I
as cores que
surgem no fundo desta tela são estas mesmas.e elas permanecerão assim até o
final deste conto. não por mera vaidade.mas porque a pureza só existe em preto
e branco.
II
bom. eu estava
atrás de um começo. agora que fecho meus olhos profundamente, me vejo imerso nas
lembranças do passado que me chegam de um túnel escuro. uma data lá no fundo. aquela
que a gente nunca esquece. sexta-feira da paixão.o dia da crucificação de Nosso
Senhor. mas, o pior mesmo seria o dia seguinte. o da malhação de Judas. ainda contemplo
um céu todo cinzento. euforia na rua. gritaria. os bonecos de pano pendurados
nos postes. o dia em que apedrejaram a louca. que a expulsaram dali para
sempre.
III
a louca ainda
está dentro da minha cabeça. de minhas lembranças. de meu passado.
IV
eu tinha por
volta dos meus doze anos de idade. é isso mesmo? eu tinha por volta dos meus doze
anos de idade. é. nessa idade, ainda olhamos e sentimos o perfume das coisas
com mais pureza. e havia os ensinamentos de minha mãe que me educavam a ser
bom. a preservar minha índole de menino. passados todos estes anos, agora
crescido, metade humano, metade besta, a louca me vem em fragmentos. como uma
fotografia desbotada. descolorida. rasgada ao meio. tarde de abril de 1982. ainda
é, posto que tenho meus olhos bem fechados como de um chinês orando baixinho.
V
jogávamos bola
na rua, quando a louca apareceu. veio descendo o Beco dos Passos com seu
rebolado sensual. uma flor no cabelo. um short amarelo, apertado e curto, agarrado
às coxas grossas e alvas porque a louca era branca. corpulenta e terrivelmente branca.

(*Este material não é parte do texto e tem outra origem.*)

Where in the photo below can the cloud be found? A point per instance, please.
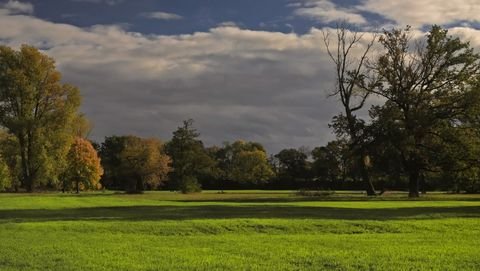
(269, 87)
(327, 12)
(161, 15)
(419, 13)
(17, 7)
(108, 2)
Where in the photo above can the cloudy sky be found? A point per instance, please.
(242, 69)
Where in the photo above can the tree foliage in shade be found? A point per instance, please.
(38, 110)
(189, 159)
(248, 162)
(426, 85)
(84, 169)
(293, 164)
(143, 164)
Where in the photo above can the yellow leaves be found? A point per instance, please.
(84, 164)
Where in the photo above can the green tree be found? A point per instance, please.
(110, 154)
(189, 159)
(143, 164)
(331, 162)
(38, 110)
(424, 85)
(84, 169)
(249, 163)
(293, 164)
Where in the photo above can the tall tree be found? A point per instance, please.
(38, 109)
(143, 164)
(293, 164)
(352, 84)
(425, 84)
(110, 151)
(189, 159)
(84, 167)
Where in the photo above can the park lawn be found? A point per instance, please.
(244, 230)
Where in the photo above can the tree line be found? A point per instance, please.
(422, 133)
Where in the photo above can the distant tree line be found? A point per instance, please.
(423, 133)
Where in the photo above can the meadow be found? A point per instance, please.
(238, 230)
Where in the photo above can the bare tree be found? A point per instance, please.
(352, 83)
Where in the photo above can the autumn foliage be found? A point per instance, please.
(84, 169)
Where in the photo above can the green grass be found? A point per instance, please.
(242, 230)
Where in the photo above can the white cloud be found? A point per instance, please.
(425, 12)
(161, 15)
(236, 83)
(17, 7)
(108, 2)
(326, 11)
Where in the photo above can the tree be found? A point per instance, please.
(38, 110)
(143, 164)
(330, 162)
(84, 167)
(248, 162)
(352, 84)
(189, 159)
(293, 165)
(110, 154)
(425, 85)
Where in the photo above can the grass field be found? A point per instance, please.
(243, 230)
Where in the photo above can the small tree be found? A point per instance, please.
(143, 164)
(190, 160)
(84, 167)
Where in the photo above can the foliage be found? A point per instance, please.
(293, 164)
(425, 87)
(189, 159)
(84, 167)
(354, 79)
(143, 164)
(38, 110)
(5, 176)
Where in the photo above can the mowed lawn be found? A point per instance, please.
(244, 230)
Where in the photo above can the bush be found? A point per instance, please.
(315, 193)
(189, 184)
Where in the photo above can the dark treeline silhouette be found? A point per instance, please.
(421, 134)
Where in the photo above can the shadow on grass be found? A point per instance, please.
(156, 213)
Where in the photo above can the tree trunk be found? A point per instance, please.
(369, 188)
(413, 184)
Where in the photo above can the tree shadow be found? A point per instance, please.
(157, 213)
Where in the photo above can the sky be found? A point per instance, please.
(244, 69)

ela tinha umas sobrancelhas que eram negras e que se juntavam como as de Frida
Kalo. e seus olhos eram de um esverdeado de cegar a gente. a louca era
estranhamente bonita. mas, louca. não batia bem da cabeça mesmo não. falava bem
no começo coisas que a gente até entendia. mas, depois desbaratava a falar palavras
estranhas. e gargalhava. gargalhava alto e cantava uma canção de seu mundo que
a gente nunca ouvira na vida. assim era a louca. nunca soube sua idade. nem o
seu nome. de onde viera. para onde ia. da primeira vez que a vimos atravessando
a rua, paramos com a bola. ela sorriu de lado com a flor no cabelo agradecendo e
foi descendo devagar a Boulevar Sá Peixoto, rumo ao bar do Luizinho que ficava
bem lá embaixo.
VI
eu nunca tive
medo da louca. que mal ela poderia me causar. apesar de seu olhar sedutor e
venenoso, a louca tinha alma de criança. o Curupira e o Joca é que tinham medo
da louca por influência dos pais. Já eu não. o que eu achava eram aqueles olhos
bonitos e faiscantes. e o seu corpo também mexia com alguma coisa lá dentro de
mim. nessa época as espinhas e os pelinhos do meu púbis já cresciam afoitos.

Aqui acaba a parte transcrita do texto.